Soeharto juga menyatakan:

“Masalah yang sebenarnya adalah bahwa kejadian itu didahului oleh ketakutan yang dirasakan oleh rakyat. Ancaman itu datang dari orang-orang jahat, perampok, pembunuh, dan sebagainya. Ketentraman terganggu. Seolah-olah ketentraman di negeri ini sudah tidak ada. Yang ada seolah-oleh hanya rasa takut saja. Orang-orang jahat itu sudah bertindak melebihi batas perikemanusiaan. Umpamanya saja, orang tua sudah dirampas pelbagai miliknya, kemudian ada perempuan yang diambil kekayaan dan si istri orang lain itu masih juga diperkosa oleh orang jahat itu, di depan suaminya lagi. Itu sudah keterlaluan!

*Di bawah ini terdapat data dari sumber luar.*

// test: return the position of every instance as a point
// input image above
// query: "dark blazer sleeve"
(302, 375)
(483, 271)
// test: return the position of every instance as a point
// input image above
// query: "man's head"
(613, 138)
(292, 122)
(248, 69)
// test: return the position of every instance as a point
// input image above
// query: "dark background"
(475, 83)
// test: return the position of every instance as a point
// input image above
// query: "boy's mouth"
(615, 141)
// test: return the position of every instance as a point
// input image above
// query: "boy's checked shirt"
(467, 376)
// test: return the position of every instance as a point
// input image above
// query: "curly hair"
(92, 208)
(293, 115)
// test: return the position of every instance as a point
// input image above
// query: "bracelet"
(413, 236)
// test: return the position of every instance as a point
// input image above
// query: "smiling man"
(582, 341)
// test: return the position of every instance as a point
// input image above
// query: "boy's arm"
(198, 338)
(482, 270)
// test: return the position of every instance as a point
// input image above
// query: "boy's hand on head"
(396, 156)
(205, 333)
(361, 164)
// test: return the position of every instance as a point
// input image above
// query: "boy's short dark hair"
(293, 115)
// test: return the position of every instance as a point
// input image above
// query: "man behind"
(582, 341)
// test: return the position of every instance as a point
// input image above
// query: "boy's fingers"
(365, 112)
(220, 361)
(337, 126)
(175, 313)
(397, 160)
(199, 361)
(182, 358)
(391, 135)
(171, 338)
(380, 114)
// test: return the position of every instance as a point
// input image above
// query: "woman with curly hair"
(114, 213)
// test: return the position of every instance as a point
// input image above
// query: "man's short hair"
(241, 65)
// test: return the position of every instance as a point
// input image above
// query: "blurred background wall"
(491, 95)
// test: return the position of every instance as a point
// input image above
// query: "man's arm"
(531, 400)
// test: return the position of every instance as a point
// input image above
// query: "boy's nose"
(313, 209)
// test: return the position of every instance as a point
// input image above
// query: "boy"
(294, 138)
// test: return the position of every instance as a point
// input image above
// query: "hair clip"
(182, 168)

Apa hal itu mau didiamkan saja.”

Beberapa dalih, abstrak, tidak kongkret terus di keluarkan Rezim berkuasa dan mulai menghapuskan ingatan masyarakat bahwa ini pelanggaran HAM. Dari uraian di atas dapat di simpulakan bahwa memang secara modus operandi atau implementasi lapangan pembunuhan para gali tersebut dilakukan secara misterius, namun secara substansial pembunuhan pada tahun 1983-1984 bukanlah pembunuhan misterius (Petrus). Sebab, pembunuhan itu dilakukan secara masif, ada institusi yang mengakui, bahkan seorang kepala negara mengakuinya secara terbuka.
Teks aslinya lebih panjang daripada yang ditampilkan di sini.